En revanche, le stage qui suit la formation en école va passer de douze à seize mois. Sur le papier, c’est bien de rallonger le stage, mais nous savons pertinemment qu’un gardien stagiaire, dans sa première affectation, ne va pas être formé : il va travailler immédiatement. Lorsque des élèves arrivent en Seine-Saint-Denis, on imagine mal un brigadier donner des cours tandis que ça flambe à côté. C’est de la poudre aux yeux.

Un rapport parlementaire étrille la formation continue : 88 % des policiers jugeraient insuffisant le temps qui lui est consacré. -Partagez-vous cet avis ?

La formation continue est inexistante. La demande accrue de disponibilité opérationnelle et le manque d’effectifs désincitent les chefs de service à laisser partir leur personnel en formation. Une autre faiblesse réside dans l’inadéquation avec les besoins du terrain. Par exemple, des policiers voudraient davantage de formations sur les stupéfiants, mieux connaître les produits, etc, mais la direction va impulser telle ou telle formation sans s’intéresser à leurs envies. Ainsi, il y a deux ou trois ans, tout ce qui concerne les violences conjugales et intrafamiliales est devenu un sujet majeur, et l’essentiel de la formation a été axé là-dessus. Attention, je ne dis pas que ce sujet n’est pas important ! Mais on a oublié le reste.

Sur le terrain, une vieille rengaine est adressée aux jeunes policiers : « Oublie tout ce qu’on t’a appris à l’école. » Est-ce une réalité ?

Il ne faut pas tout jeter dans la formation. Les formateurs estiment à cinq années la validité du bagage transmis pendant le temps passé à l’école. La société change très vite, la délinquance évolue. Pour cette raison, raccourcir la durée d’enseignement initial n’est pas une idée complètement sotte. Les policiers reçoivent des bases indispensables afin d’intégrer un service rapidement. Mais il faudrait accompagner leur carrière d’une solide formation continue.

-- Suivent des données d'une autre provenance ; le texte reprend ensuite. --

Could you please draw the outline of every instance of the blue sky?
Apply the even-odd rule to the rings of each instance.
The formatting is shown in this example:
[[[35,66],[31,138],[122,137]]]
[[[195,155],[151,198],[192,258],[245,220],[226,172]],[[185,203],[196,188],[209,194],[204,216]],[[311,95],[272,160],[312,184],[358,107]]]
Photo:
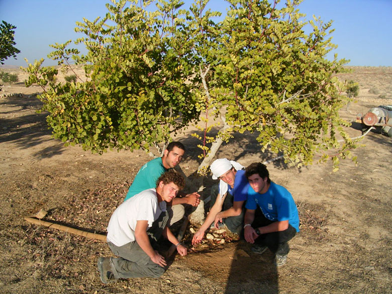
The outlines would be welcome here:
[[[22,65],[43,57],[45,65],[55,65],[47,54],[49,45],[81,37],[74,32],[76,21],[104,16],[109,0],[0,0],[0,20],[17,27],[17,59],[9,58],[6,65]],[[284,1],[282,1],[284,2]],[[185,0],[188,7],[192,0]],[[211,0],[210,7],[225,14],[224,0]],[[310,19],[313,15],[325,22],[332,20],[334,53],[349,65],[392,66],[392,0],[304,0],[300,12]]]

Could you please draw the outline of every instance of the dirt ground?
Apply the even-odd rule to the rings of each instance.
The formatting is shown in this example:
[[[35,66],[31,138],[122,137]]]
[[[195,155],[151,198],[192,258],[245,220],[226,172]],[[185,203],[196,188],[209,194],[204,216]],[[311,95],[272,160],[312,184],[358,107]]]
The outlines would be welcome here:
[[[360,94],[342,110],[343,117],[351,121],[371,107],[392,104],[392,68],[353,69],[341,78],[359,82]],[[17,69],[5,70],[25,78]],[[371,88],[385,98],[369,93]],[[272,253],[255,254],[240,241],[174,255],[160,278],[103,284],[96,261],[111,255],[105,242],[31,224],[24,217],[43,209],[46,220],[105,234],[138,170],[151,158],[142,151],[99,155],[64,147],[51,138],[45,114],[36,113],[41,104],[31,94],[39,92],[22,82],[0,92],[14,94],[0,98],[0,292],[392,292],[392,138],[377,132],[354,151],[356,166],[346,160],[332,173],[330,164],[300,169],[281,161],[268,165],[271,178],[291,192],[300,214],[301,231],[289,243],[284,266],[276,268]],[[347,130],[352,137],[361,134],[355,123]],[[200,160],[191,131],[176,138],[187,147],[180,164],[187,174]],[[245,166],[273,157],[258,151],[249,134],[237,136],[217,156]],[[191,235],[188,231],[185,236],[188,246]]]

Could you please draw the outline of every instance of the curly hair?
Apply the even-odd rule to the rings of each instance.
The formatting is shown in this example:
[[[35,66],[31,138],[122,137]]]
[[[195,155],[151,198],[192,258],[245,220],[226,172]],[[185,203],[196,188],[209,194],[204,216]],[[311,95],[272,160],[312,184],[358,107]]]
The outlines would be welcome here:
[[[182,190],[185,186],[184,178],[173,169],[170,169],[162,174],[159,178],[156,181],[157,186],[158,186],[161,181],[162,181],[165,184],[171,182],[173,183],[178,187],[178,190]]]
[[[245,176],[247,178],[255,173],[258,174],[260,177],[262,178],[267,177],[267,182],[268,183],[271,182],[269,173],[265,164],[261,162],[253,162],[245,169]]]

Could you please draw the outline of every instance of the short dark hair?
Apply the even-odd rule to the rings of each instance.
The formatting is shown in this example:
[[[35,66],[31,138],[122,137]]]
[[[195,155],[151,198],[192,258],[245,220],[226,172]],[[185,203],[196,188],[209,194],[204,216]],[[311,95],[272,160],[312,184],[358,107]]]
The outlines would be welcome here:
[[[164,184],[172,182],[178,187],[178,190],[182,190],[185,186],[184,178],[174,169],[165,171],[161,175],[161,176],[156,181],[157,187],[161,181],[163,181]]]
[[[267,182],[271,182],[271,179],[269,178],[269,173],[265,164],[261,162],[253,162],[250,165],[248,166],[245,169],[245,176],[246,178],[249,178],[252,175],[255,173],[258,174],[260,177],[264,178],[265,177],[267,178]]]
[[[170,142],[169,145],[167,145],[167,147],[166,147],[166,150],[170,152],[174,149],[174,147],[182,149],[185,151],[185,146],[184,146],[184,144],[178,141],[173,141],[173,142]]]

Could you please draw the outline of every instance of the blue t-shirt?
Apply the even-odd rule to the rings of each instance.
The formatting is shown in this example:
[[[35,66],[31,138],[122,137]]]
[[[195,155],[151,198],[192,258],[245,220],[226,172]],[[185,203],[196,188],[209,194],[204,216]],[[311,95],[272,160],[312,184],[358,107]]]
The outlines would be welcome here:
[[[156,187],[156,181],[167,170],[163,166],[161,157],[150,160],[139,170],[124,201],[142,191]]]
[[[229,184],[228,191],[233,195],[233,201],[245,201],[248,198],[248,189],[249,187],[249,183],[248,179],[245,175],[245,170],[240,169],[236,172],[234,178],[234,184],[233,188]],[[221,193],[220,189],[219,192]],[[222,194],[221,194],[221,195]]]
[[[255,192],[249,185],[245,208],[255,210],[258,205],[268,220],[275,222],[288,220],[297,232],[300,231],[300,218],[296,203],[284,187],[271,182],[268,190],[260,194]]]

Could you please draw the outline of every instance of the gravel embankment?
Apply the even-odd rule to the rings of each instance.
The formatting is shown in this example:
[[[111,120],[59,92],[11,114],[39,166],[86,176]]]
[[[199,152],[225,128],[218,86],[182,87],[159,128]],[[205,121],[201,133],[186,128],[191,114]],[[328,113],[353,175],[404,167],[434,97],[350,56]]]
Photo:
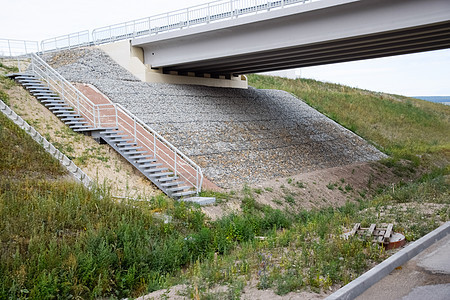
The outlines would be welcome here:
[[[44,59],[125,106],[225,188],[385,157],[284,91],[145,83],[98,49]]]

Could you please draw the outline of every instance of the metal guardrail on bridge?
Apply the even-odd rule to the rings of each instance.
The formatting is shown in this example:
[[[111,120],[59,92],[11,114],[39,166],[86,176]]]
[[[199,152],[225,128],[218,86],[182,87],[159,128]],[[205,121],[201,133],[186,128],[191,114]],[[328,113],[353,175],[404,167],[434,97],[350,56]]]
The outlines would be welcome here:
[[[217,0],[156,16],[96,28],[92,30],[92,34],[89,34],[89,30],[84,30],[45,39],[40,43],[40,51],[59,51],[111,43],[317,1],[323,0]],[[38,42],[0,39],[0,57],[15,57],[38,52]]]
[[[96,45],[111,43],[317,1],[321,0],[218,0],[148,18],[96,28],[92,31],[92,41]]]

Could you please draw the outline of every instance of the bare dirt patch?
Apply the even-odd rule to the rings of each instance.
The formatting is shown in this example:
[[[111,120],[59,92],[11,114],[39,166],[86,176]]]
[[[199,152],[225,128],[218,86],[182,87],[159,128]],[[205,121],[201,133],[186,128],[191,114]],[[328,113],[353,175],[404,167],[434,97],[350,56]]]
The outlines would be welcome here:
[[[380,188],[394,186],[400,180],[405,178],[394,174],[385,165],[368,162],[282,177],[239,188],[249,190],[262,205],[298,212],[303,209],[339,207],[347,201],[364,199]],[[216,220],[231,212],[240,211],[241,200],[236,196],[223,204],[204,207],[203,212]]]

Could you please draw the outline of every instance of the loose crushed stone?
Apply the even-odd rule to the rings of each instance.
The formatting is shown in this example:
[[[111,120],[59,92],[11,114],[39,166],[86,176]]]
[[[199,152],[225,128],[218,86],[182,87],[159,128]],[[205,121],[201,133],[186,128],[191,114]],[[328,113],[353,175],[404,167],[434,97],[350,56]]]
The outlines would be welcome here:
[[[224,188],[386,157],[284,91],[141,82],[97,48],[43,59],[122,104]]]

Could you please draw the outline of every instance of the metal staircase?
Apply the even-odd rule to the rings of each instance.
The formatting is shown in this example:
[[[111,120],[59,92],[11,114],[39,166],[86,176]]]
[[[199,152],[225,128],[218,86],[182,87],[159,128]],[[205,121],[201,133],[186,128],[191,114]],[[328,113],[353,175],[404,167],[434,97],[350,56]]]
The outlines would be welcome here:
[[[27,73],[8,76],[73,131],[110,145],[169,197],[201,191],[203,175],[192,160],[119,104],[93,104],[37,55]]]
[[[76,132],[91,132],[101,130],[94,128],[78,114],[73,107],[64,102],[61,97],[44,85],[36,76],[26,73],[9,74],[9,78],[14,79],[27,89],[31,95],[36,97],[45,107],[55,114],[61,121]]]

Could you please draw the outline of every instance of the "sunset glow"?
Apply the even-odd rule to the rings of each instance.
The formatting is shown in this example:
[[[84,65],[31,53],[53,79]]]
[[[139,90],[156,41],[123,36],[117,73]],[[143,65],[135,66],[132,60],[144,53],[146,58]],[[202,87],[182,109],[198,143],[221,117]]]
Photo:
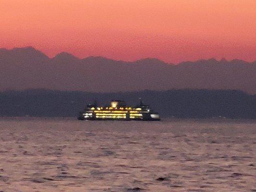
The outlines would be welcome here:
[[[256,1],[0,0],[0,48],[167,62],[256,60]]]

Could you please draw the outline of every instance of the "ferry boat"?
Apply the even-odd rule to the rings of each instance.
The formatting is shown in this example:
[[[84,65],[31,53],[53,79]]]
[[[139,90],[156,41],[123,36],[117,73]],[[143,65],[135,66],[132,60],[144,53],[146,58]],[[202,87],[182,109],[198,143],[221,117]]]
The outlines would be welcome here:
[[[88,105],[80,112],[79,120],[160,120],[158,113],[140,101],[135,107],[128,106],[124,101],[112,100],[109,106]]]

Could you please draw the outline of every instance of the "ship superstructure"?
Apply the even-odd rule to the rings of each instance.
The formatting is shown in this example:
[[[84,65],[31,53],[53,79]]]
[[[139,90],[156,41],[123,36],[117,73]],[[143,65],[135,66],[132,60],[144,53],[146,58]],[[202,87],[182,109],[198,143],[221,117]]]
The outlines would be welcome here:
[[[135,107],[128,106],[124,101],[112,100],[109,106],[98,106],[96,103],[88,105],[80,112],[80,120],[159,120],[158,113],[140,101]]]

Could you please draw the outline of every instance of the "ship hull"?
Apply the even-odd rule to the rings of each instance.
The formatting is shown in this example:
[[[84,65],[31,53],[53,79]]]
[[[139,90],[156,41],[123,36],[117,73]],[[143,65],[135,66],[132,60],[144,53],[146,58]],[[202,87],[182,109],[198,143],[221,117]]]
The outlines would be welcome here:
[[[160,119],[158,113],[146,113],[141,114],[141,116],[130,116],[130,114],[127,114],[122,118],[102,118],[96,116],[94,113],[92,115],[88,117],[86,114],[90,113],[90,112],[81,112],[77,117],[78,120],[122,120],[122,121],[159,121]]]

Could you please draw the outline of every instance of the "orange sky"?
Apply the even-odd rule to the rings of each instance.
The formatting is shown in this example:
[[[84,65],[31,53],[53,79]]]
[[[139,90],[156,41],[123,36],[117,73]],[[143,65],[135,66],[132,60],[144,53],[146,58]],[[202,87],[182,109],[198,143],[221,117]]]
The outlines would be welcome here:
[[[0,47],[52,57],[256,60],[255,0],[0,0]]]

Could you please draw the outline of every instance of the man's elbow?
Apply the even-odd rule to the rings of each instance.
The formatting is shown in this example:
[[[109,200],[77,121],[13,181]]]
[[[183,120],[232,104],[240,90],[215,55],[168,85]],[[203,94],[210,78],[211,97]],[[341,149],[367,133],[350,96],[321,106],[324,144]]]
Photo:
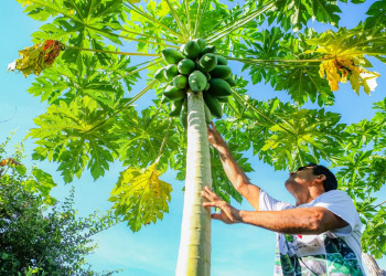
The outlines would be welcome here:
[[[341,222],[336,217],[333,217],[330,211],[319,210],[313,214],[312,231],[318,235],[346,225],[347,223],[345,221],[342,220]]]
[[[314,212],[311,215],[309,227],[310,232],[317,235],[329,231],[329,227],[325,223],[325,214],[323,211]]]

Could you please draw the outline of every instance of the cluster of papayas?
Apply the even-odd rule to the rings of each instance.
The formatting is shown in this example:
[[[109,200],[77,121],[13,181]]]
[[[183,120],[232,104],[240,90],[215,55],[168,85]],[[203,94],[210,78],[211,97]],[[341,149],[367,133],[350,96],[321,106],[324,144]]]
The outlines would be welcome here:
[[[203,92],[205,100],[206,123],[212,116],[221,118],[223,115],[221,103],[228,100],[230,86],[235,85],[227,60],[215,54],[214,45],[206,45],[203,39],[194,39],[183,44],[180,50],[162,50],[162,57],[167,66],[158,70],[154,78],[168,83],[162,102],[171,102],[170,116],[180,116],[186,127],[187,99],[186,92]]]

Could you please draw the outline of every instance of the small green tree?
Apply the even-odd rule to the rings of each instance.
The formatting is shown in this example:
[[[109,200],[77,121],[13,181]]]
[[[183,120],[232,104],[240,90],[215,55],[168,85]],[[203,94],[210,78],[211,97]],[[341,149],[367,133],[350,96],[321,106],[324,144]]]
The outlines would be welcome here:
[[[74,189],[55,202],[49,195],[52,177],[36,168],[28,173],[14,159],[2,161],[0,177],[0,274],[96,275],[86,256],[96,247],[93,235],[108,229],[111,216],[77,217]]]

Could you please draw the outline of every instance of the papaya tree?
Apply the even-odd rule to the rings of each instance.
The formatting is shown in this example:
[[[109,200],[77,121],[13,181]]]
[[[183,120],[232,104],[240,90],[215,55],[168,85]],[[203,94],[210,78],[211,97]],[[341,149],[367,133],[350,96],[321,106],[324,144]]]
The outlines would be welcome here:
[[[379,74],[369,70],[369,59],[386,62],[384,1],[373,1],[365,21],[350,30],[337,28],[342,11],[329,1],[18,2],[46,21],[32,34],[35,45],[10,64],[25,76],[40,75],[29,93],[49,105],[29,134],[34,158],[58,163],[66,182],[86,169],[98,179],[120,160],[127,169],[109,200],[132,231],[168,212],[172,187],[160,176],[176,170],[185,180],[178,275],[211,270],[203,187],[242,201],[207,142],[214,117],[247,172],[251,167],[240,152],[249,149],[277,170],[321,160],[341,168],[341,189],[365,223],[375,219],[377,231],[368,226],[366,234],[382,237],[364,248],[383,255],[385,209],[368,194],[386,180],[386,99],[375,104],[372,120],[350,126],[324,107],[334,105],[340,83],[350,82],[356,94],[374,91]],[[310,20],[335,28],[318,32]],[[253,84],[264,81],[291,102],[256,99],[235,64]],[[138,91],[139,83],[144,87]]]

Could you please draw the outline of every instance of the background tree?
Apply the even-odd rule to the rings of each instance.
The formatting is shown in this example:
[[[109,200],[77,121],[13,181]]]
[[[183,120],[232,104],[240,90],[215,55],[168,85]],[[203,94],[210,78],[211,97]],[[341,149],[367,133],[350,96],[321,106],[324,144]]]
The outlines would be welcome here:
[[[0,145],[0,158],[7,156]],[[50,197],[52,177],[25,167],[17,152],[1,162],[0,273],[3,275],[99,275],[86,257],[97,244],[93,236],[111,226],[111,214],[78,217],[74,191],[61,203]],[[4,161],[6,160],[6,161]],[[17,163],[14,163],[17,162]],[[103,273],[100,275],[110,275]]]
[[[376,104],[379,112],[372,121],[377,125],[364,120],[346,126],[340,123],[339,114],[323,107],[333,105],[332,91],[339,88],[340,82],[350,81],[356,93],[361,87],[365,93],[374,88],[377,74],[365,67],[372,66],[367,56],[385,62],[383,1],[375,1],[366,21],[356,28],[325,33],[308,29],[307,23],[315,19],[337,25],[341,10],[333,2],[247,1],[242,6],[211,0],[147,1],[143,6],[101,0],[20,2],[26,4],[25,11],[34,19],[53,18],[33,34],[35,42],[60,39],[66,45],[62,59],[30,88],[30,93],[50,105],[47,113],[35,119],[37,128],[31,131],[39,145],[34,157],[60,162],[66,181],[79,177],[86,167],[98,178],[108,169],[108,162],[118,158],[130,166],[127,173],[130,178],[125,180],[125,172],[121,174],[115,190],[120,193],[114,194],[112,200],[116,213],[125,215],[132,230],[161,219],[162,212],[168,211],[170,192],[163,189],[163,204],[152,204],[156,190],[133,193],[130,189],[133,183],[146,183],[136,182],[136,176],[154,176],[154,166],[150,164],[159,160],[161,172],[172,168],[183,179],[186,136],[180,125],[168,120],[170,109],[160,103],[162,85],[150,79],[147,87],[129,97],[125,97],[124,87],[130,92],[142,70],[149,70],[151,76],[162,63],[159,59],[162,49],[178,49],[200,36],[216,45],[227,60],[245,64],[253,83],[264,79],[275,89],[286,91],[292,99],[291,104],[280,99],[256,100],[246,95],[246,81],[239,77],[232,99],[224,104],[227,119],[217,123],[227,140],[237,145],[235,151],[251,148],[258,158],[280,170],[320,160],[342,168],[341,189],[356,200],[364,222],[380,217],[376,214],[383,206],[372,205],[369,194],[385,183],[379,170],[384,168],[385,153],[384,103]],[[257,30],[258,26],[262,30]],[[107,40],[116,44],[125,40],[136,42],[137,52],[119,52],[107,45]],[[130,67],[130,59],[125,55],[156,59]],[[157,93],[156,106],[140,115],[132,104],[151,88]],[[303,105],[310,102],[319,107],[305,108]],[[159,136],[162,131],[164,137]],[[237,156],[248,171],[249,163]],[[233,197],[239,201],[224,173],[213,169],[217,160],[212,152],[215,191],[224,199]],[[137,166],[142,169],[136,169]],[[364,185],[358,184],[362,180]],[[126,184],[127,189],[122,189]],[[138,204],[127,205],[127,199]],[[158,208],[148,209],[149,205]],[[142,213],[143,209],[151,212]],[[379,245],[384,247],[386,238],[379,233]],[[366,243],[364,246],[371,251]],[[385,252],[373,250],[380,255]]]

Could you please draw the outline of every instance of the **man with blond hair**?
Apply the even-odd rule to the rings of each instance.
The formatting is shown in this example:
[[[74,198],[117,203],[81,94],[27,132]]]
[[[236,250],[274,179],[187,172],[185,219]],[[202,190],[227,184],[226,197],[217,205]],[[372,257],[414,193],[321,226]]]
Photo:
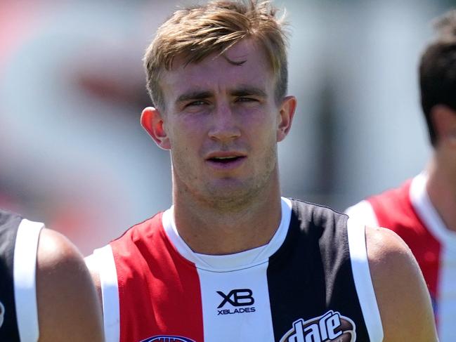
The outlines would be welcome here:
[[[426,169],[348,208],[410,247],[427,284],[441,342],[456,341],[456,11],[436,21],[419,63],[422,111],[433,147]]]
[[[147,49],[141,124],[171,152],[173,206],[87,259],[107,341],[436,341],[396,235],[280,195],[297,105],[284,25],[271,1],[216,1],[175,12]]]

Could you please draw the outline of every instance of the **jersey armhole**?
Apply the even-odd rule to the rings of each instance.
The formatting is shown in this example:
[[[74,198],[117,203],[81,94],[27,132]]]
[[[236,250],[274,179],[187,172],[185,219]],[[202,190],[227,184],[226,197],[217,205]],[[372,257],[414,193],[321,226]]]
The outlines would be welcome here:
[[[37,303],[37,252],[44,225],[25,218],[19,224],[14,246],[13,279],[18,330],[21,341],[36,342],[39,336]]]
[[[365,226],[348,218],[347,234],[350,261],[356,293],[370,342],[383,340],[383,327],[372,284],[365,240]]]
[[[93,251],[100,277],[103,301],[103,327],[106,342],[118,342],[120,338],[120,316],[117,271],[111,246]]]
[[[354,206],[349,206],[345,210],[345,213],[351,218],[366,225],[372,227],[379,225],[375,211],[370,202],[367,199],[364,199]]]

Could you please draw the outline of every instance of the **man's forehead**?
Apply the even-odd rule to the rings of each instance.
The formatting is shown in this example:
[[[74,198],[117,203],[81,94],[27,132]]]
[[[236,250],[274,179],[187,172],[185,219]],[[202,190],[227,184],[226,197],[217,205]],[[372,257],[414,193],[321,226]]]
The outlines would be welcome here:
[[[239,88],[267,87],[272,82],[272,68],[262,50],[233,46],[222,55],[213,53],[201,61],[187,63],[178,56],[170,70],[163,70],[160,83],[165,93],[179,89],[207,91],[216,86]]]

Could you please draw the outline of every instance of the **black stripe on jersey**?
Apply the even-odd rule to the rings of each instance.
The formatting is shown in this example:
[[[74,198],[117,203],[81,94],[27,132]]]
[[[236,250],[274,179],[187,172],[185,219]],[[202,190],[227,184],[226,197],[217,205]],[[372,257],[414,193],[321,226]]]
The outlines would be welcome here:
[[[19,341],[13,280],[14,246],[22,218],[0,210],[0,302],[5,308],[0,341]]]
[[[287,237],[270,258],[267,271],[276,341],[297,320],[329,310],[355,322],[356,341],[369,341],[351,271],[347,218],[329,208],[292,200]]]

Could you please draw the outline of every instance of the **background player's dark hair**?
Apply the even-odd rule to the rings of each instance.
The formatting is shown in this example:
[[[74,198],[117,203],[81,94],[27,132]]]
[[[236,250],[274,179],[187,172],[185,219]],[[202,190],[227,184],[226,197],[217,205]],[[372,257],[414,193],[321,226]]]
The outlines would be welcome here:
[[[456,10],[437,19],[437,37],[428,45],[419,63],[421,103],[433,145],[436,131],[431,114],[436,105],[456,111]]]

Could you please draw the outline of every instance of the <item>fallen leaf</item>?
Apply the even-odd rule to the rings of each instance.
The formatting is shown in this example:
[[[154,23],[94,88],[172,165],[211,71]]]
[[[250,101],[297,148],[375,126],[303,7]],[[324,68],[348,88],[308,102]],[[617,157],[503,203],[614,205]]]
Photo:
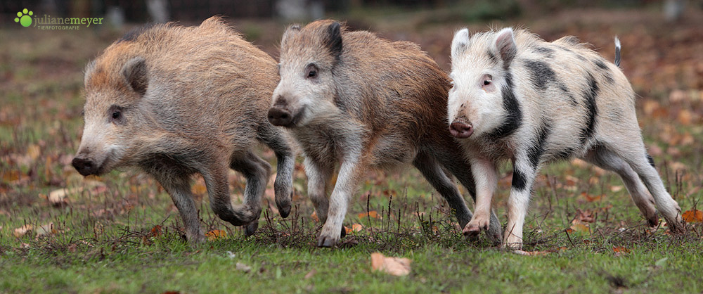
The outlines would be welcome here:
[[[684,222],[703,222],[703,211],[698,210],[688,210],[681,215]]]
[[[354,224],[352,225],[352,231],[361,231],[362,229],[363,229],[363,226],[361,224]]]
[[[242,271],[245,273],[248,273],[252,271],[252,267],[250,267],[247,264],[240,262],[237,262],[237,264],[235,266],[235,267],[237,269],[238,271]]]
[[[151,228],[151,231],[149,232],[150,237],[157,237],[161,236],[161,226],[157,224]]]
[[[207,236],[207,241],[212,241],[221,238],[226,237],[227,232],[224,230],[212,230],[205,234],[205,236]]]
[[[539,255],[546,255],[550,253],[550,251],[523,251],[523,250],[512,250],[513,253],[524,255],[524,256],[539,256]]]
[[[622,246],[613,247],[613,252],[615,253],[616,255],[620,255],[625,253],[629,253],[630,250]]]
[[[19,228],[15,229],[15,231],[12,232],[12,234],[15,238],[20,238],[22,236],[26,235],[27,233],[32,231],[32,230],[34,229],[34,226],[31,224],[25,224]]]
[[[654,262],[654,267],[664,267],[664,265],[666,265],[666,260],[669,260],[669,257],[664,257],[662,259],[657,260]]]
[[[75,187],[70,189],[65,188],[60,188],[49,192],[46,199],[49,200],[49,203],[51,203],[52,205],[61,206],[68,203],[68,199],[66,198],[68,194],[75,194],[80,193],[82,191],[83,191],[82,187]]]
[[[579,209],[576,209],[576,217],[572,221],[572,224],[580,224],[583,222],[595,222],[595,214],[591,211],[591,210],[586,210],[586,211],[581,211]]]
[[[41,155],[41,148],[37,144],[31,144],[27,146],[27,155],[32,160],[36,160]]]
[[[581,233],[588,233],[591,230],[591,229],[588,228],[588,226],[585,225],[583,224],[572,224],[571,226],[569,227],[569,229],[572,229],[571,231],[579,231],[579,232],[581,232]]]
[[[380,219],[381,218],[381,217],[380,215],[378,215],[378,212],[377,212],[375,210],[371,210],[371,211],[370,211],[368,212],[361,212],[361,213],[359,214],[359,218],[360,218],[360,219],[365,219],[365,218],[366,218],[367,216],[368,217],[371,217],[373,219]]]
[[[581,196],[585,197],[586,201],[593,202],[593,201],[600,201],[600,200],[602,200],[603,198],[603,196],[605,196],[605,195],[603,195],[603,194],[601,194],[601,195],[589,195],[588,193],[581,192]]]
[[[410,263],[407,258],[390,257],[380,253],[371,253],[371,269],[394,276],[407,276],[410,274]]]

Et renforcer l’esprit critique des jeunes recrues dès le passage en école ?

Nous sommes dans une société criminologique plus complexe qu’avant. Il y a quarante ans, quand je suis entré dans la police, c’était plus simple, le raisonnement binaire « voyou contre“bon peuple” » pouvait fonctionner. Aujourd’hui, les jeunes gardiens de la paix sont envoyés en première ligne sur des problèmes qu’ils ne peuvent pas résoudre. S’ils en comprenaient mieux l’origine, je ne dis pas que le pavé sur la gueule ferait moins mal, mais ils aborderaient la situation d’une manière différente.

(1) Centre d’études et de recherches sur les emplois et les professionnalisations et Centre de recherche sociologique sur le droit et les institutions pénales.